Tod Seelie


Matt and Kim rep their favorite borough on Grand

Matt Johnson and Kim Schifino, of indie-pop duo Matt and Kim, live in an 8-foot-wide, railroad-style apartment, the kind where getting to one room requires passing through another. The Brooklyn-Queens Expressway, next to their building on Grand Street, is “our ocean,” says vocalist-keyboardist Johnson. “The cars going by are our splashing waves all night long.” Oh yeah, and they just got heat in late November, thanks to rusted gas pipes that had to be turned off temporarily.

Even though Johnson fears that he and drummer Schifino will return from a tour to find their humble abode crumbled to pieces, the cozy Brooklyn apartment they share with his brother is still their home. “Seeing what you can get in these other cities for what we pay, you can get a whole mansion, and we live in a shoebox,” Johnson says. “But for some reason we just can’t see [ourselves] leaving.”

Though record-label backing has recently given Matt and Kim some financial freedom, they started out with the typical model used by underground musicians in virtually any city: lots of bean-and-rice dinners, scrounging the practice-space couches for snack change, and playing DIY shows everywhere possible, which, in Brooklyn, included tons of basements, parties, and warehouses. “[Brooklyn has] enough like-minded folks … that Kim and I were playing three times a week when we first started playing in Brooklyn, and there’d be people at all these things,” Johnson says. “[In another city], people would be sick of us. We were able to play and play and play our hearts out.”

The couple’s loyalty to their longtime stomping grounds made Grand an obvious title for the band’s second LP (out January 20 on Fader), as the tracks are laced with references to Johnson and Schifino’s favorite borough, and the city in general. In “I’ll Take Us Home,” Johnson sings about the journey home to “New York, our old friend,” where they’ve found peace with the bottles and road signs that sometimes litter the streets. Then, on the album’s sunny single, “Daylight,” he sings about running free through the town — tossing shoes into the ocean, hitchhiking to Maine, and making mischief on the subway.

Musically, Grand is a step up from Matt and Kim’s self-titled 2006 release on Iheartcomix, a collection of 10 short, punchy tracks that are commonly criticized for sounding better at their live show. “We wanted to make a recording that stood on its own, that, if you just heard it, would make sense,” Johnson says of Grand. Part of that meant more freedom — writing, recording, and producing the entire album on their own.

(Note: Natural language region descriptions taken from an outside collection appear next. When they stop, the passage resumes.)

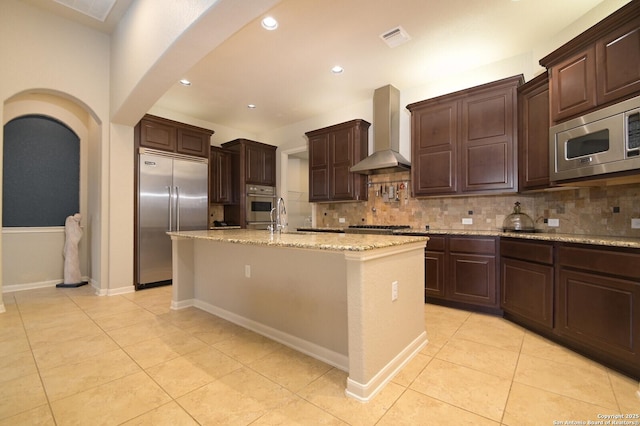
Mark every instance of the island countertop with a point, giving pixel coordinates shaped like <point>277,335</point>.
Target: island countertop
<point>310,240</point>
<point>601,240</point>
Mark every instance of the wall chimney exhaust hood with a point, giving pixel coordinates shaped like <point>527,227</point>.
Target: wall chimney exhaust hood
<point>386,135</point>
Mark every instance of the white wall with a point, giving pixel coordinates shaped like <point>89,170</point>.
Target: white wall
<point>53,66</point>
<point>297,197</point>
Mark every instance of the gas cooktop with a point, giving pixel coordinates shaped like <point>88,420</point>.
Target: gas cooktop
<point>374,229</point>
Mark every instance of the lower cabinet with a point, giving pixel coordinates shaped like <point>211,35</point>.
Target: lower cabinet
<point>585,297</point>
<point>473,271</point>
<point>526,286</point>
<point>461,271</point>
<point>598,303</point>
<point>434,268</point>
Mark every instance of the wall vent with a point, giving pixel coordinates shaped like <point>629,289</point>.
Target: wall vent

Instead of laying down the tracks in their current place of residence, Matt and Kim retreated to Johnson’s childhood bedroom in his parents’ house. Located in “the middle of freakin’ nowhere” (also known as Jacksonville, Vermont), Johnson says the closest traffic light is about 20 miles away. “I knew it’d be somewhere to be creative,” he says. “At my parents’ house … we can try whatever the hell we want to try. We were on our own timeline.” 

The 11 tracks keep much of the repetition and all-smiles energy that defined the band’s self-titled debut. But Grand also tones down the urgency of the vocals and Johnson’s brash and brassy keyboards, and ups the skill level of Schifino’s drumming — all factors that help the record stand without a live audience.

Even though Johnson says he and Schifino created exactly the album they wanted and they couldn’t be happier with it (“It’s like, the best thing I’ve ever worked on in my life”), he’s not sure it’d be safe to continue recording with that much freedom. “I stayed up all night numerous nights because we’d just be home for a little bit of time between tours and there was nothing to stop me from just fiddling the shit,” he says, suggesting that maybe another full-length album would be too large of a project. “To get someone else to do [the mixing and editing] would probably be a wise decision if I wanted that little thing called sanity.”

Sane or not, the hard work is finally starting to pay off, though it’s hard to see them ever slowing down. “I remember Kim and I thinking that true growing up was when we got a full-size bed,” Johnson says. “We slept in a twin bed for, like, three years. We got that full-size bed — now we’re grown-ups. So next is a little bit of success: health insurance.”